Car Rental Policies and Socialism

"Don't worry, you can go at least 50 kilometers on the tank of gas," said Emir, the car rental agent via his friend who had worked at a hotel in Ankara and was acting as Emir's translator.

I didn't pay much attention to the "50 km" because I figured there was some mistake in the translation. Knowing I would have to buy gas anyway, I just made a mental note to buy gas sooner rather than later. I continued my walk-around to point out all the dents and scratches: a glued-together, cracked front bumper, a oddly located dent above the rear passenger door, scrapes, nicks, and cracks on the rear bumper.

"Looks fine," I said.

"You can return it on empty," said the car rental agent as I stepped into the driver's seat.

"Well, that's nice," I thought to myself. But I knew I would never be able to drive a car on empty. I'm the type of person who can barely let a car get below half-full before I start rerouting my errands to include a gas station. I'm the wife who can't pick up her husband who has run out of gas without launching into a huge, preachy lecture. I'm the mom who reminds all her daughters for their safety, they should never let the tank go below half full.

I smiled, waved through the window, put the car in gear, and eased myself into traffic with an audience of four Turkish men watching my every move. I was so happy I didn't kill the engine. After a few more minutes of adjusting to the traffic and making myself comfortable- turning off the Turkish music, squirting and wiping the windows, adjusting the rear view mirror - I glanced down at the gas gauge. Empty...Below the red line... Gas can illuminated... No wonder he offered the "you can return it on empty!"... S@#$!

I was in an unfamiliar part of town. I wondered if I should drive the 20 km to the gas station I knew. Should I hope to find a closer one? Should I pull a u-turn and return the car before I had to walk down the freeway? Would I make it to the airport in time? Seriously, I couldn't believe there was anything close to 50 km of gas left in that tank.

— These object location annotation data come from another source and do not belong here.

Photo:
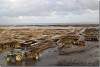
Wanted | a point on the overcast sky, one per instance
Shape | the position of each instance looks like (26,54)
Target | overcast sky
(49,11)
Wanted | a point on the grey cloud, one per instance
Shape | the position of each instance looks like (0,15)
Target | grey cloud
(45,7)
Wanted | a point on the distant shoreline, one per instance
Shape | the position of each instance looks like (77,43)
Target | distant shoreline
(75,25)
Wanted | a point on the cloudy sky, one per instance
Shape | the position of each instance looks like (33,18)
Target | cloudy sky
(49,11)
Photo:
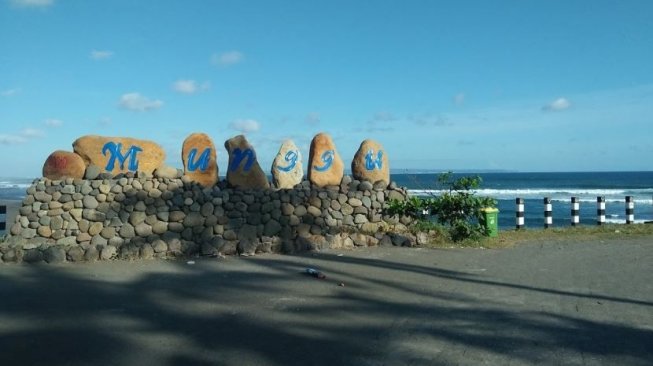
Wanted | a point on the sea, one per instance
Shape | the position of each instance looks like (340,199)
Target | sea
(505,187)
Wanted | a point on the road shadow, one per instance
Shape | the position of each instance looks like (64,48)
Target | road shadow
(264,311)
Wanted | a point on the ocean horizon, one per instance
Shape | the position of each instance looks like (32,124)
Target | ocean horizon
(505,187)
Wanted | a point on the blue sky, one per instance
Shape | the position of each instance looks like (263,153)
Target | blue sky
(515,85)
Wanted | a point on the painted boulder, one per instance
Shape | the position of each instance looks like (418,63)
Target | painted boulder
(371,163)
(244,170)
(200,159)
(287,169)
(120,154)
(64,164)
(325,167)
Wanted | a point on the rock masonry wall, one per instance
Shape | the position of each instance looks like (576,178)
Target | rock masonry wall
(139,216)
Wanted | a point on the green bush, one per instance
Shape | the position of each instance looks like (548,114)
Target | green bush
(457,208)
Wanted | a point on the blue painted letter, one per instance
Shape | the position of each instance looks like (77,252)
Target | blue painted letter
(202,162)
(327,159)
(115,151)
(370,164)
(291,157)
(238,156)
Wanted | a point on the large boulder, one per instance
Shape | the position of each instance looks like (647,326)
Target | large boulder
(200,159)
(287,170)
(244,170)
(120,154)
(64,164)
(371,163)
(325,167)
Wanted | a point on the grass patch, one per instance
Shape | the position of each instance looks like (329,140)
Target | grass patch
(509,238)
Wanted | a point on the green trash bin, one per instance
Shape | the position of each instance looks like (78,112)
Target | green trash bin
(490,219)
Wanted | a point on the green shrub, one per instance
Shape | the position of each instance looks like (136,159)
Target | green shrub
(458,208)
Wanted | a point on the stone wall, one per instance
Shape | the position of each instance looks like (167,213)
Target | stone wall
(139,216)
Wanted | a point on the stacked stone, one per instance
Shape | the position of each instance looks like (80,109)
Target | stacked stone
(140,216)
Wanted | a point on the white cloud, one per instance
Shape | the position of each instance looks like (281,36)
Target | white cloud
(11,139)
(32,133)
(101,55)
(190,86)
(559,104)
(53,122)
(10,92)
(312,118)
(139,103)
(22,137)
(459,99)
(245,125)
(227,58)
(33,3)
(104,122)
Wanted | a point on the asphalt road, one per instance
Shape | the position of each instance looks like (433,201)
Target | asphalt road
(586,303)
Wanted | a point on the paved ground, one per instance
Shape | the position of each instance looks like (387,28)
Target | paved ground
(551,304)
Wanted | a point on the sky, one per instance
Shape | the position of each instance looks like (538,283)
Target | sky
(442,85)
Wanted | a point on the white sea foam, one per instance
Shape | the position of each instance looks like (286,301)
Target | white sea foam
(623,221)
(8,184)
(640,196)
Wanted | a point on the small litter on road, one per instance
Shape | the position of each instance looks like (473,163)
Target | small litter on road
(315,273)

I did eventually find a gas station. And, thank goodness, I didn't have to walk. But I don't like this Turkish car rental culture of leaving the car with some or very little gas. I didn't like it when several agencies said to return car half-full. I didn't like it when I was told I could leave it really empty. These are not accurate measures. They do not measure my usage of the car. They do not measure the previous or the next renters usage of the car. I want to pay for what I use and I want everyone else to pay for what they use. Starting a rental contract with a tank of gas that is anywhere less than full is socialism. And today's rental car owner got a nice gift of a 1/4 tank of gas. At $10/gallon that's no too shabby for absolutely no work.